Certified Information Systems Security Professional

CISSP (Certified Information Systems Security Professional)

The CISSP certification is an advanced-level credential that validates the knowledge and skills of information security professionals.

Focus

The Certified Information Systems Security Professional certification focuses on CompTIA Security+ is not a similar certification, CISSP is a highly advanced exam for information security professionals with at least 5 years of experience in the field.

Exam Duration

The Certified Information Systems Security Professional exam duration is 3 hours

Num of Question

The exam contains a total of 262

Exam Fee

The exam fee is $699.

Exam Validity

The CCRN-Pediatric certification is valid for 3 years.

Prior Certification

• The CISSP certification is an entry point to the CISSP-ISSAP, CISSP-ISSEP, CISSP-ISSMP, and CISSP-EC-C council, but the CISM and CRISC are not similar certifications

Exam Format

The Certified Information Systems Security Professional exam is a Proctored computer-based exam

Passing Conditions

To pass Certified Information Systems Security Professional exam, applicants must achieve a minimum score of Passing score is the minimum score that exists which varies on the overall performance, about 700 out of 1000 at least on 60 percent

Who Should Take

The CISSP certification is designed for experienced information security professionals who have at least 5 years of full-time work experience in 2 or more of the 8 domains of the CISSP CBK.

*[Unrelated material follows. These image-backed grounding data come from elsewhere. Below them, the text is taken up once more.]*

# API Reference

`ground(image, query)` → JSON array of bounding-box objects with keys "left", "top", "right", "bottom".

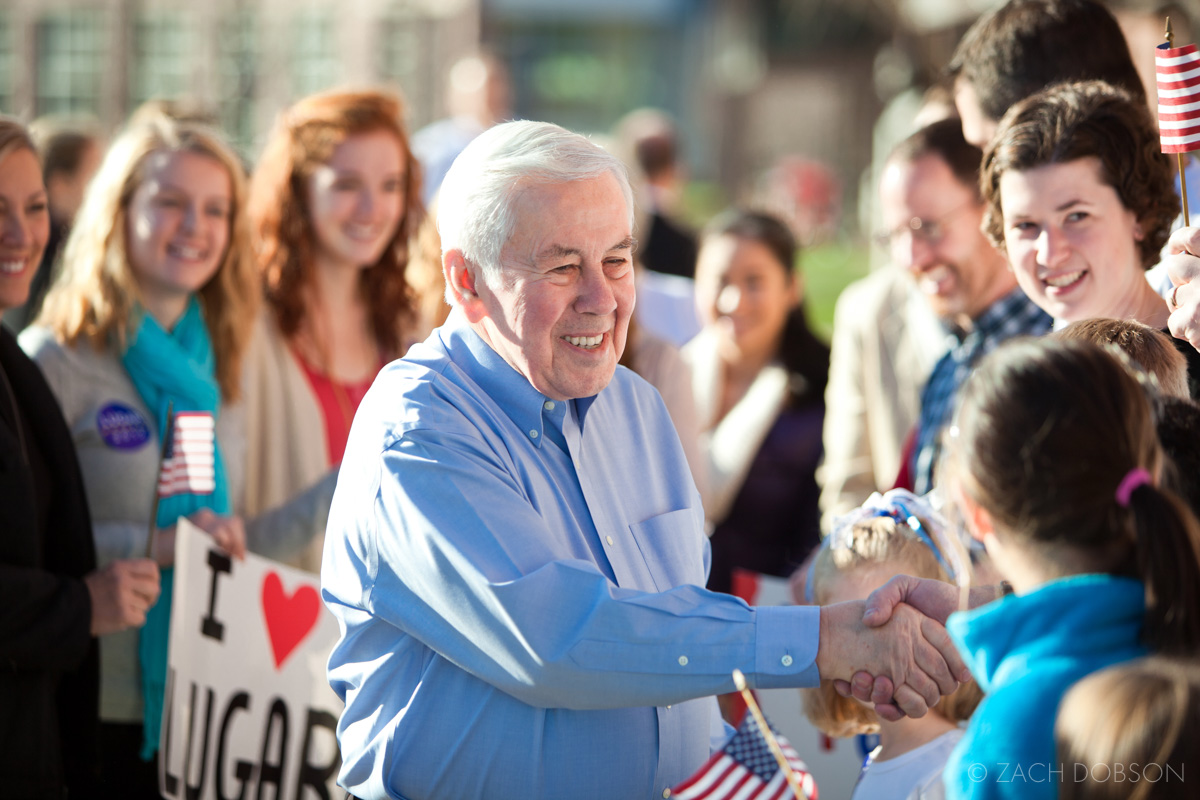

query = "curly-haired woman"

[
  {"left": 980, "top": 80, "right": 1200, "bottom": 393},
  {"left": 243, "top": 88, "right": 424, "bottom": 571},
  {"left": 20, "top": 113, "right": 259, "bottom": 796}
]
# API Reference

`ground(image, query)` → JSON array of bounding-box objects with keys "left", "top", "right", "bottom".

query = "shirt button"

[
  {"left": 663, "top": 790, "right": 672, "bottom": 798},
  {"left": 678, "top": 655, "right": 689, "bottom": 666},
  {"left": 666, "top": 705, "right": 672, "bottom": 710},
  {"left": 606, "top": 535, "right": 614, "bottom": 545},
  {"left": 781, "top": 654, "right": 794, "bottom": 667},
  {"left": 529, "top": 429, "right": 538, "bottom": 439},
  {"left": 543, "top": 400, "right": 555, "bottom": 411}
]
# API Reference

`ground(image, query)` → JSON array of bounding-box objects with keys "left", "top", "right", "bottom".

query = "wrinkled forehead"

[
  {"left": 512, "top": 168, "right": 633, "bottom": 218},
  {"left": 505, "top": 174, "right": 633, "bottom": 246}
]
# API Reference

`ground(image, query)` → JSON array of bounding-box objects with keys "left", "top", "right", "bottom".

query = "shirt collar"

[
  {"left": 971, "top": 286, "right": 1049, "bottom": 341},
  {"left": 438, "top": 310, "right": 600, "bottom": 445},
  {"left": 946, "top": 574, "right": 1144, "bottom": 690}
]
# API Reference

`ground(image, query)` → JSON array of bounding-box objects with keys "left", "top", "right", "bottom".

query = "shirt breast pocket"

[{"left": 627, "top": 507, "right": 707, "bottom": 592}]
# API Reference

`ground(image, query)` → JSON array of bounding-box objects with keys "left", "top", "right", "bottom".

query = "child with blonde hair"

[
  {"left": 804, "top": 490, "right": 981, "bottom": 800},
  {"left": 1056, "top": 656, "right": 1200, "bottom": 800}
]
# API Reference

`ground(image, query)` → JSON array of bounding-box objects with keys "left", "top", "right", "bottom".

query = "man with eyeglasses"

[{"left": 880, "top": 118, "right": 1051, "bottom": 494}]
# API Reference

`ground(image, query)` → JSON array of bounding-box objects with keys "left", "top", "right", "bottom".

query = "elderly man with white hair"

[{"left": 321, "top": 120, "right": 975, "bottom": 800}]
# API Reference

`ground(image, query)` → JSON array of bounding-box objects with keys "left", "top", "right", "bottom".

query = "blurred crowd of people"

[{"left": 6, "top": 0, "right": 1200, "bottom": 798}]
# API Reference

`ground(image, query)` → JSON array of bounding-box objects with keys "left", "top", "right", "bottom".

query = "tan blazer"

[
  {"left": 817, "top": 267, "right": 946, "bottom": 532},
  {"left": 239, "top": 311, "right": 334, "bottom": 573}
]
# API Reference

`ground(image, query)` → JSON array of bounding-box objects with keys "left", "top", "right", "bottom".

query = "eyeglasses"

[{"left": 875, "top": 199, "right": 977, "bottom": 250}]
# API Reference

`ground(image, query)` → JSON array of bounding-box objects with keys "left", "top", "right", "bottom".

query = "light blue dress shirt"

[{"left": 322, "top": 310, "right": 820, "bottom": 800}]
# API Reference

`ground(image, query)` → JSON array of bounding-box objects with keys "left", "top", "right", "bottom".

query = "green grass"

[
  {"left": 675, "top": 179, "right": 873, "bottom": 343},
  {"left": 798, "top": 241, "right": 872, "bottom": 342}
]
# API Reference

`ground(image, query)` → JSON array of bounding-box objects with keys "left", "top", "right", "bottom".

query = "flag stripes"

[
  {"left": 672, "top": 713, "right": 817, "bottom": 800},
  {"left": 157, "top": 411, "right": 216, "bottom": 496},
  {"left": 1157, "top": 42, "right": 1200, "bottom": 153}
]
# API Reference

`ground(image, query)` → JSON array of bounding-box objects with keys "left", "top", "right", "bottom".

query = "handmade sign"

[{"left": 160, "top": 519, "right": 343, "bottom": 799}]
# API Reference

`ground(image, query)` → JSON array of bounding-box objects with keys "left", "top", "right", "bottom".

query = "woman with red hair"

[{"left": 243, "top": 88, "right": 424, "bottom": 571}]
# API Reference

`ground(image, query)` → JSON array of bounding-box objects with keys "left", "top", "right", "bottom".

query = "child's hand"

[
  {"left": 862, "top": 574, "right": 999, "bottom": 627},
  {"left": 829, "top": 575, "right": 998, "bottom": 720},
  {"left": 815, "top": 599, "right": 967, "bottom": 720}
]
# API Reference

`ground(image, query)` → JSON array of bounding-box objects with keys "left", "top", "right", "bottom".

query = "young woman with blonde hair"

[
  {"left": 22, "top": 113, "right": 257, "bottom": 796},
  {"left": 243, "top": 87, "right": 424, "bottom": 571}
]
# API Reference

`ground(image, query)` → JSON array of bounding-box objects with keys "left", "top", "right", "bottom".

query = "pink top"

[{"left": 294, "top": 351, "right": 380, "bottom": 466}]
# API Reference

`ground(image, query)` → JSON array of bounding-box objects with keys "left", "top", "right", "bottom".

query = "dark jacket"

[
  {"left": 641, "top": 211, "right": 699, "bottom": 279},
  {"left": 706, "top": 401, "right": 825, "bottom": 594},
  {"left": 0, "top": 325, "right": 99, "bottom": 799}
]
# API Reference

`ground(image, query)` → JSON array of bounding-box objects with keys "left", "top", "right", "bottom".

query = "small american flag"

[
  {"left": 157, "top": 411, "right": 216, "bottom": 497},
  {"left": 672, "top": 712, "right": 817, "bottom": 800},
  {"left": 1157, "top": 41, "right": 1200, "bottom": 153}
]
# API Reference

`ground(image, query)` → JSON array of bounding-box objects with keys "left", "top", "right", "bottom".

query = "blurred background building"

[
  {"left": 1, "top": 0, "right": 1001, "bottom": 212},
  {"left": 1, "top": 0, "right": 481, "bottom": 153},
  {"left": 4, "top": 0, "right": 1126, "bottom": 331}
]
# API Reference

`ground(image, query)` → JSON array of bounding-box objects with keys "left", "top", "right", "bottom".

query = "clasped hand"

[
  {"left": 154, "top": 507, "right": 247, "bottom": 567},
  {"left": 817, "top": 575, "right": 997, "bottom": 720}
]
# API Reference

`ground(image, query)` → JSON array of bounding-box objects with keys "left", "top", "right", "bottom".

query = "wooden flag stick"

[
  {"left": 1181, "top": 153, "right": 1191, "bottom": 227},
  {"left": 145, "top": 400, "right": 175, "bottom": 559},
  {"left": 731, "top": 669, "right": 809, "bottom": 799}
]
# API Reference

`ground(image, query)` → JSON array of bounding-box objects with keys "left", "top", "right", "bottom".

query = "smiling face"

[
  {"left": 694, "top": 233, "right": 797, "bottom": 366},
  {"left": 469, "top": 172, "right": 635, "bottom": 401},
  {"left": 0, "top": 147, "right": 49, "bottom": 313},
  {"left": 999, "top": 157, "right": 1147, "bottom": 323},
  {"left": 124, "top": 149, "right": 232, "bottom": 326},
  {"left": 880, "top": 153, "right": 1014, "bottom": 325},
  {"left": 306, "top": 129, "right": 405, "bottom": 272}
]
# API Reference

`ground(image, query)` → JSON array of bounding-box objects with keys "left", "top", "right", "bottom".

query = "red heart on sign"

[{"left": 261, "top": 571, "right": 321, "bottom": 669}]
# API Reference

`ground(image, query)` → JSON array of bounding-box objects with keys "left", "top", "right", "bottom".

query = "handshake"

[{"left": 813, "top": 575, "right": 1001, "bottom": 720}]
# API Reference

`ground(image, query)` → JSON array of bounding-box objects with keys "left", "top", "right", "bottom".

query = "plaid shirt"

[{"left": 911, "top": 288, "right": 1052, "bottom": 494}]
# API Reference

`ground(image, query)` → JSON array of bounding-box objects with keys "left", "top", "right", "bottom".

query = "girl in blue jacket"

[{"left": 939, "top": 336, "right": 1200, "bottom": 800}]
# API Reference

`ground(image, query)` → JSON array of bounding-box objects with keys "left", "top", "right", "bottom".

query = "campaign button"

[{"left": 96, "top": 402, "right": 152, "bottom": 450}]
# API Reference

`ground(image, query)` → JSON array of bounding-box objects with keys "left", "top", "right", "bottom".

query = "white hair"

[{"left": 437, "top": 120, "right": 634, "bottom": 293}]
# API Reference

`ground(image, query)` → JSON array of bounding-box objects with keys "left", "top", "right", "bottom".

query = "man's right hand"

[
  {"left": 84, "top": 558, "right": 161, "bottom": 636},
  {"left": 815, "top": 598, "right": 970, "bottom": 719},
  {"left": 831, "top": 575, "right": 1001, "bottom": 720}
]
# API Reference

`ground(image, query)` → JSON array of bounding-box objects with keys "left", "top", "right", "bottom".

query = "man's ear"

[{"left": 444, "top": 249, "right": 486, "bottom": 322}]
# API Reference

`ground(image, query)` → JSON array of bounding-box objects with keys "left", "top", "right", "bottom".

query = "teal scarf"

[{"left": 122, "top": 297, "right": 230, "bottom": 760}]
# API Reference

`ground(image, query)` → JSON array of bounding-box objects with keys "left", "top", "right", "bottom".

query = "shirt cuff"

[{"left": 753, "top": 604, "right": 820, "bottom": 689}]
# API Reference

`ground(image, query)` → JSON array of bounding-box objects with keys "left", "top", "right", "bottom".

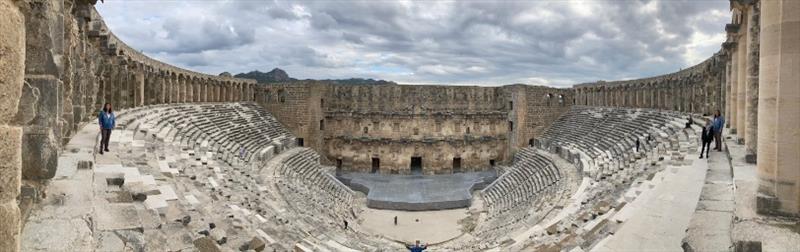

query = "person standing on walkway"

[
  {"left": 712, "top": 110, "right": 725, "bottom": 151},
  {"left": 394, "top": 216, "right": 398, "bottom": 225},
  {"left": 98, "top": 103, "right": 116, "bottom": 155},
  {"left": 700, "top": 119, "right": 714, "bottom": 159}
]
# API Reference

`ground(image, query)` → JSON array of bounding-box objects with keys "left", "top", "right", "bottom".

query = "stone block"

[
  {"left": 0, "top": 201, "right": 21, "bottom": 252},
  {"left": 734, "top": 241, "right": 762, "bottom": 252},
  {"left": 745, "top": 154, "right": 757, "bottom": 164},
  {"left": 23, "top": 0, "right": 65, "bottom": 76},
  {"left": 13, "top": 82, "right": 38, "bottom": 125},
  {"left": 20, "top": 127, "right": 59, "bottom": 180},
  {"left": 22, "top": 75, "right": 62, "bottom": 129},
  {"left": 0, "top": 0, "right": 25, "bottom": 125},
  {"left": 193, "top": 237, "right": 222, "bottom": 252},
  {"left": 94, "top": 203, "right": 141, "bottom": 231},
  {"left": 0, "top": 125, "right": 22, "bottom": 202}
]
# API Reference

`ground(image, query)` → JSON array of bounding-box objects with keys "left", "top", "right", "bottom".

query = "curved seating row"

[
  {"left": 477, "top": 148, "right": 564, "bottom": 240},
  {"left": 116, "top": 102, "right": 295, "bottom": 166},
  {"left": 112, "top": 104, "right": 398, "bottom": 251},
  {"left": 276, "top": 148, "right": 356, "bottom": 221},
  {"left": 536, "top": 106, "right": 686, "bottom": 179}
]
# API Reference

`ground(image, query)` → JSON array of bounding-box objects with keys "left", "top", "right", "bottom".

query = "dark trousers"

[
  {"left": 700, "top": 140, "right": 712, "bottom": 157},
  {"left": 713, "top": 131, "right": 722, "bottom": 150},
  {"left": 100, "top": 129, "right": 112, "bottom": 151}
]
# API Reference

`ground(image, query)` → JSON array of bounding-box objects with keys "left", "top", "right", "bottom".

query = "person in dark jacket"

[
  {"left": 406, "top": 240, "right": 427, "bottom": 252},
  {"left": 98, "top": 103, "right": 116, "bottom": 154},
  {"left": 700, "top": 119, "right": 714, "bottom": 159}
]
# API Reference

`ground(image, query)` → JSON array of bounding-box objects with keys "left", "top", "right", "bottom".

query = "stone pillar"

[
  {"left": 177, "top": 75, "right": 185, "bottom": 103},
  {"left": 756, "top": 0, "right": 800, "bottom": 216},
  {"left": 0, "top": 1, "right": 24, "bottom": 250},
  {"left": 188, "top": 77, "right": 193, "bottom": 103},
  {"left": 212, "top": 82, "right": 219, "bottom": 102},
  {"left": 174, "top": 75, "right": 181, "bottom": 103},
  {"left": 730, "top": 46, "right": 739, "bottom": 132},
  {"left": 134, "top": 68, "right": 145, "bottom": 107},
  {"left": 104, "top": 66, "right": 116, "bottom": 104},
  {"left": 125, "top": 70, "right": 135, "bottom": 109},
  {"left": 725, "top": 60, "right": 733, "bottom": 127},
  {"left": 165, "top": 75, "right": 173, "bottom": 103},
  {"left": 745, "top": 2, "right": 761, "bottom": 163},
  {"left": 737, "top": 10, "right": 749, "bottom": 141}
]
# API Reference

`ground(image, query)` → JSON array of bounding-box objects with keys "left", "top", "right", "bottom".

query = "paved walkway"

[
  {"left": 684, "top": 138, "right": 734, "bottom": 251},
  {"left": 21, "top": 124, "right": 102, "bottom": 251}
]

• Information Security Consultant
• Chief Information Security Officer (CISO)
• Security Manager
• Security Architect

Prerequisites

5 years of full-time work experience in 2 or more of the 8 domains of the CISSP CBK

Or can substitute with certifications:

• Attend a CISSP review course and obtain a passing score of at least 70%
• Transfer credits from other certifications (such as CISM, CRISC) towards the CISSP certification

Certification Process

• Step 1: Meet the eligibility requirements
• Step 2: Sign up for the CISSP certification
• Step 3: Pass the CISSP exam
• Step 4: Agree to the CISSP Code of Ethics
• Step 5: Maintain your certification

Domains with Weights

• Security and Risk Management (15%): This domain covers the principles of risk management, security governance, and compliance with relevant laws and regulations.
• Asset Security (13%): This domain covers the protection of assets, including data, systems, and infrastructure, from unauthorized access and malicious activity.
• Security Engineering (13%): This domain covers the design and implementation of secure systems, including secure architecture, cryptography, and network security.
• Communications and Network Security (13%): This domain covers the protection of communication and network infrastructure from unauthorized access and malicious activity.
• Identity and Access Management (13%): This domain covers the management of identity and access to systems, networks, and data, including authentication, authorization, and accounting.
• Security Assessment and Testing (11%): This domain covers the process of identifying vulnerabilities and weaknesses in systems and networks, and implementing remediation measures.
• Security Operations (15%): This domain covers the implementation and management of security controls, including incident response, forensic analysis, and change management.
• Software Development Security (12%): This domain is new (published in 2019 CISSP CBK update) and covers the development of secure software including coding and development practices that can improve software security. This implies a shift to a user and business friendly way to develop the applications that the new norm in application are after.